Tannenhäher: Schlaue Sammler
Im Winter ist die Nahrung knapp, Tannenhäher kommen trotzdem gut über die Runden. Sie haben im Herbst genügend Fressen eingegraben – und finden es selbst unter einer dicken Schneedecke wieder.
Hübsch sehen sie ja aus, aber doch eher unauffällig. Trotzdem sind Tannenhäher faszinierend – dank ihrer Lebensweise. Während nämlich viele andere Vögel im Winter gegen Süden ziehen, bleiben sie hier. Nicht etwa im milderen Unterland, sondern vor allem in den Alpen. Um zu überleben, brauchen sie natürlich in erster Linie genug zu fressen.
Tannenhäher leben in Nadelwäldern, in denen Arven nicht fehlen dürfen. Während des Jahres ernähren sie sich unter anderem von Arven- und Haselnüssen, Insekten, Früchten und Kleintieren. Im Winter allerdings ist das Angebot bescheiden. Doch der schlaue Vogel bereitet sich vor!

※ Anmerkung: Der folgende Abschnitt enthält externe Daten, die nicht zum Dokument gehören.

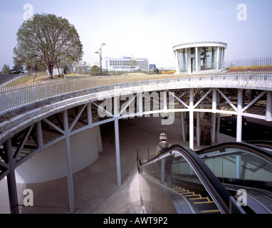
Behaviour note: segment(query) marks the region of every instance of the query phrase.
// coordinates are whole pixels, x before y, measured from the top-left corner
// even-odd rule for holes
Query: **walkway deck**
[[[164,132],[172,144],[182,142],[180,120],[161,125],[161,118],[135,118],[120,120],[120,143],[122,186],[117,187],[115,148],[113,133],[103,133],[103,151],[92,165],[73,175],[75,213],[135,214],[143,213],[140,204],[136,151],[140,158],[155,153],[160,133]],[[113,131],[114,132],[114,131]],[[219,142],[235,141],[219,134]],[[194,149],[198,149],[194,145]],[[34,207],[20,207],[20,213],[69,214],[67,178],[36,184],[17,184],[19,202],[23,204],[22,193],[29,188],[33,192]],[[0,213],[10,213],[6,180],[0,181]],[[20,200],[21,199],[21,200]]]

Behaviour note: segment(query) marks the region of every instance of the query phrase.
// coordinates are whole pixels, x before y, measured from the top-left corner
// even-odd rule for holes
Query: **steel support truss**
[[[121,165],[118,120],[134,117],[162,115],[162,125],[173,123],[174,113],[182,122],[185,140],[184,113],[189,113],[189,147],[194,149],[194,130],[199,144],[199,113],[211,113],[211,143],[219,131],[221,114],[237,116],[236,140],[241,140],[242,117],[272,121],[272,92],[240,88],[187,88],[180,90],[115,93],[107,98],[75,105],[33,121],[23,130],[11,132],[0,144],[0,180],[7,176],[11,213],[18,213],[14,169],[52,145],[66,140],[67,177],[70,211],[74,212],[73,173],[70,165],[70,137],[94,126],[114,122],[117,167],[117,185],[121,186]],[[177,116],[177,115],[176,115]],[[197,128],[194,128],[194,121]],[[216,125],[217,124],[217,125]]]

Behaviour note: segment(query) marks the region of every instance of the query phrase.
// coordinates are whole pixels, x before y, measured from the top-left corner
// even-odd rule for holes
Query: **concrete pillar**
[[[189,147],[194,150],[194,89],[190,88],[190,99],[189,99]]]
[[[116,176],[117,185],[121,187],[121,162],[120,157],[120,141],[119,141],[119,124],[118,118],[115,118],[115,154],[116,154]]]
[[[199,72],[199,53],[197,47],[195,48],[194,53],[196,53],[196,72]]]
[[[176,74],[179,73],[179,53],[176,50],[174,51],[174,56],[175,56],[175,62],[176,62]]]
[[[68,185],[69,194],[69,203],[70,203],[70,212],[73,213],[75,212],[75,195],[73,190],[73,171],[72,171],[72,160],[70,156],[70,130],[68,119],[67,110],[63,111],[63,130],[66,135],[66,167],[67,167],[67,179]]]
[[[240,178],[241,155],[236,155],[235,178]]]
[[[211,145],[215,144],[215,130],[216,129],[216,113],[211,113]]]
[[[11,139],[9,138],[4,143],[4,150],[6,152],[9,162],[9,173],[7,175],[7,184],[9,190],[9,200],[11,214],[19,214],[18,207],[17,187],[15,177],[15,167],[12,152]]]
[[[36,124],[36,133],[37,135],[37,144],[40,148],[40,152],[43,150],[43,130],[41,129],[41,121],[38,121]]]
[[[142,116],[142,93],[137,93],[137,112],[139,117]]]
[[[184,129],[184,115],[183,115],[183,112],[180,112],[180,122],[182,125],[182,134],[183,142],[186,141],[185,137],[185,129]]]
[[[221,115],[220,113],[217,113],[217,125],[216,125],[216,140],[218,141],[218,135],[220,133],[220,118]]]
[[[197,114],[197,145],[200,147],[200,128],[199,128],[199,112]]]
[[[216,70],[219,68],[219,47],[216,47]]]
[[[267,91],[266,120],[272,121],[272,92]]]
[[[243,125],[242,108],[243,108],[243,91],[241,89],[238,89],[236,142],[242,141],[242,125]]]
[[[87,104],[88,124],[90,128],[93,128],[92,103]]]
[[[161,160],[161,170],[160,170],[160,183],[164,185],[164,168],[165,168],[165,158]]]
[[[117,185],[121,187],[121,162],[120,156],[120,140],[119,140],[119,123],[118,123],[118,99],[119,98],[115,97],[113,100],[114,108],[114,123],[115,123],[115,156],[116,156],[116,176],[117,176]]]

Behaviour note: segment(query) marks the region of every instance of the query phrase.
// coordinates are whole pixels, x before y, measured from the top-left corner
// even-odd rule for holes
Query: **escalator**
[[[269,142],[223,143],[197,152],[174,145],[142,164],[138,160],[139,172],[174,199],[177,213],[271,214],[269,148]]]

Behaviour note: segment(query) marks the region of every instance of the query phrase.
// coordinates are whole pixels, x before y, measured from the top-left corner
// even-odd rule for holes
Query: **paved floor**
[[[139,194],[136,155],[140,158],[155,154],[160,133],[164,132],[172,144],[189,145],[182,141],[180,120],[161,125],[161,118],[135,118],[120,120],[120,143],[122,186],[117,187],[115,148],[110,125],[101,129],[103,151],[93,164],[73,175],[76,211],[75,213],[134,214],[143,213]],[[235,141],[219,134],[219,142]],[[194,149],[198,149],[194,145]],[[21,207],[20,213],[69,214],[67,178],[36,184],[18,184],[19,204],[23,204],[24,189],[33,192],[33,207]],[[6,180],[0,181],[0,213],[9,213]]]

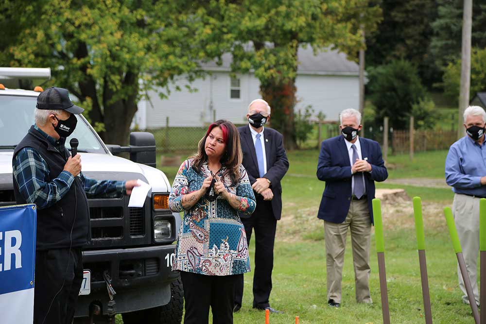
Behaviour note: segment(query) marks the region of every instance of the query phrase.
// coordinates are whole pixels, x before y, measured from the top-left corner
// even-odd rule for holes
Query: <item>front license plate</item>
[[[91,271],[84,270],[83,272],[83,282],[81,289],[79,290],[80,295],[89,295],[91,293]]]

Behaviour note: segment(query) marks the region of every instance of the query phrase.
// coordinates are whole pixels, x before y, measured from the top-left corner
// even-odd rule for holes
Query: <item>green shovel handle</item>
[[[459,253],[462,252],[461,248],[461,243],[459,241],[459,237],[457,236],[457,230],[455,228],[455,224],[454,223],[454,217],[452,216],[452,211],[449,207],[444,208],[444,215],[446,217],[446,221],[447,222],[447,227],[449,228],[449,234],[451,234],[451,239],[452,241],[452,246],[454,247],[454,251],[456,253]]]

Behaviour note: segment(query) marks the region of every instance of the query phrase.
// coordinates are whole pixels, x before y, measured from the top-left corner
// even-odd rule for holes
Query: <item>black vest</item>
[[[60,153],[33,126],[16,147],[13,160],[25,147],[34,149],[47,162],[50,172],[43,179],[46,183],[55,179],[62,172],[70,155],[65,148],[64,155]],[[89,207],[84,186],[79,177],[75,177],[73,184],[60,201],[47,208],[37,209],[37,250],[79,247],[90,241]],[[20,194],[15,177],[14,193],[17,204],[28,203]]]

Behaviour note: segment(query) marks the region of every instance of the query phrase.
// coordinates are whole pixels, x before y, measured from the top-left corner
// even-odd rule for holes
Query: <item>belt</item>
[[[474,198],[486,198],[486,196],[478,196],[477,195],[471,195],[469,193],[459,193],[460,195],[466,195],[466,196],[469,196],[469,197],[472,197]]]

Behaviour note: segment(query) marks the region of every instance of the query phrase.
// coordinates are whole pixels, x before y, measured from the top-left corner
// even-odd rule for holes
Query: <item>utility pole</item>
[[[471,30],[472,25],[472,0],[464,0],[462,21],[462,50],[461,54],[461,92],[459,97],[457,138],[464,136],[463,115],[469,105],[471,83]]]
[[[363,19],[363,14],[361,15]],[[361,30],[361,49],[360,50],[360,112],[361,113],[361,124],[363,128],[361,129],[361,135],[364,137],[364,46],[365,40],[364,38],[364,25],[363,23],[360,25]]]

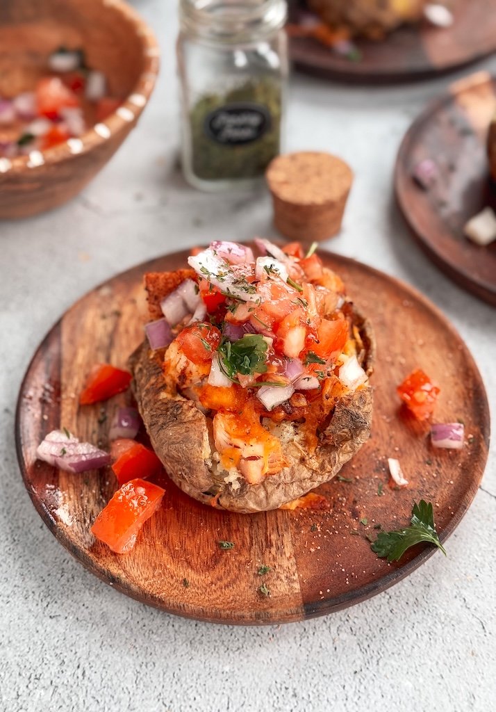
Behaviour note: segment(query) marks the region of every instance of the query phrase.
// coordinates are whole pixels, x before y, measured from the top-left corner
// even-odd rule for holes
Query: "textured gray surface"
[[[282,627],[204,624],[126,598],[73,560],[31,506],[16,459],[14,412],[31,356],[59,315],[137,262],[211,239],[273,234],[265,192],[213,197],[184,185],[175,167],[173,4],[135,4],[163,48],[159,84],[139,127],[79,198],[0,224],[0,710],[492,709],[494,448],[448,558],[435,555],[352,609]],[[494,70],[496,61],[482,66]],[[356,181],[332,248],[427,294],[467,342],[494,405],[495,313],[418,251],[391,200],[401,135],[452,78],[364,90],[296,77],[287,147],[327,149],[350,162]]]

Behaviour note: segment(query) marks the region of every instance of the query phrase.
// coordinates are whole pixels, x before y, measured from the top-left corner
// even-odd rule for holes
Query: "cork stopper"
[[[274,224],[283,235],[313,242],[337,234],[353,181],[344,161],[316,151],[290,153],[271,161],[265,177]]]

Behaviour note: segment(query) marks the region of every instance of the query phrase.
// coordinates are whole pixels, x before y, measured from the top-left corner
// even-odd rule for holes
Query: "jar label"
[[[205,118],[205,132],[213,141],[238,146],[257,141],[270,127],[270,114],[263,104],[226,104]]]

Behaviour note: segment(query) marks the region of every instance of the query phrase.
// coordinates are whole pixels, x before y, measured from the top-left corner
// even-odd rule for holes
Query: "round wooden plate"
[[[464,288],[496,305],[496,242],[474,244],[467,221],[487,205],[496,188],[486,156],[487,127],[496,111],[496,80],[478,72],[452,85],[408,129],[394,172],[396,199],[413,236],[438,267]],[[412,179],[430,158],[440,176],[428,190]]]
[[[190,499],[164,476],[162,508],[145,523],[134,549],[118,555],[90,531],[116,488],[112,471],[71,475],[36,459],[38,444],[54,428],[108,444],[105,416],[110,418],[125,396],[79,407],[85,376],[96,362],[125,366],[143,335],[138,315],[143,273],[183,266],[186,252],[140,265],[90,292],[41,344],[18,402],[24,483],[59,541],[110,585],[169,613],[204,621],[301,620],[384,591],[433,554],[433,548],[419,546],[400,563],[389,565],[370,549],[368,538],[375,538],[376,525],[387,530],[407,525],[414,501],[433,502],[442,541],[460,522],[482,477],[489,439],[486,395],[470,354],[442,314],[411,288],[353,260],[320,255],[372,318],[379,354],[372,377],[372,435],[342,470],[346,480],[320,488],[329,498],[329,511],[233,514]],[[468,442],[463,451],[433,450],[428,426],[399,407],[396,385],[417,366],[440,387],[436,421],[465,422]],[[408,488],[388,486],[387,457],[400,459]],[[234,548],[221,550],[221,540],[233,542]],[[257,573],[262,565],[270,567],[265,576]],[[262,584],[270,595],[260,592]]]
[[[311,74],[376,83],[440,74],[496,50],[496,0],[455,0],[453,11],[455,21],[449,28],[425,22],[401,27],[381,41],[358,39],[359,62],[339,56],[311,38],[290,38],[290,56],[297,69]]]

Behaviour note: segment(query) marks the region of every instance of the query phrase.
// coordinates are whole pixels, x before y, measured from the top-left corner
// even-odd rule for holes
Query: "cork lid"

«Im Herbst – von September bis Oktober – legen Tannenhäher Vorräte an. Sie sammeln über ihr angestammtes Gebiet hinaus Arvennüsschen», sagt Christoph Vogel von der Schweizerischen Vogelwarte Sempach. Arvennüsschen sind keine Nüsse, sondern die Samen der Arven, die in den Zapfen der Bäume stecken. «Sie öffnen sie mit ihrem kräftigen Schnabel und sammeln die Samen in ihrem Kehlsack, ein Hautlappen, der etwa so aussieht, wie bei uns ein Doppelkinn.»
Im eigenen Revier suchen sie dann ein Versteck, hacken ein Loch in den Boden, in das sie 1 bis 24 Arvennüsschen legen. Die Menge, die sie so lagern, ist beeindruckend. Christoph Vogel: «Sie sammeln rund 100’000 Arvennüsschen, das sind etwa 44 Kilo und bis zu 10000 Verstecke. In Jahren, in denen Arven wenig Früchte tragen, tun sie dasselbe mit Haselnüssen.»
Wollen sie im Winter an die Vorräte, hindert sie nicht einmal eine Schneedecke daran. Selbst wenn diese einen Meter hoch ist, wissen sie genau, wo sie sich durchgraben müssen. Sie orientieren sich vermutlich an optischen Anhaltspunkten, wie etwa einem Felsen, und haben zudem wohl ein ausserordentlich gutes «GPS» im Kopf. «Bis im Frühling haben Tannenhäher 80 Prozent ihrer Vorräte genützt», sagt der Experte. «Ob sie die anderen nicht finden oder einfach nicht benötigen, ist umstritten.»
Genau diese restlichen Vorräte sind ungemein wichtig für die Arven. Denn ohne die Vögel könnten die Bäume ihre Samen nicht streuen. Tannenhäher vergraben sie genau so tief, dass sie keimen können. So sichern sich Tier und Pflanze gegenseitig das Überleben.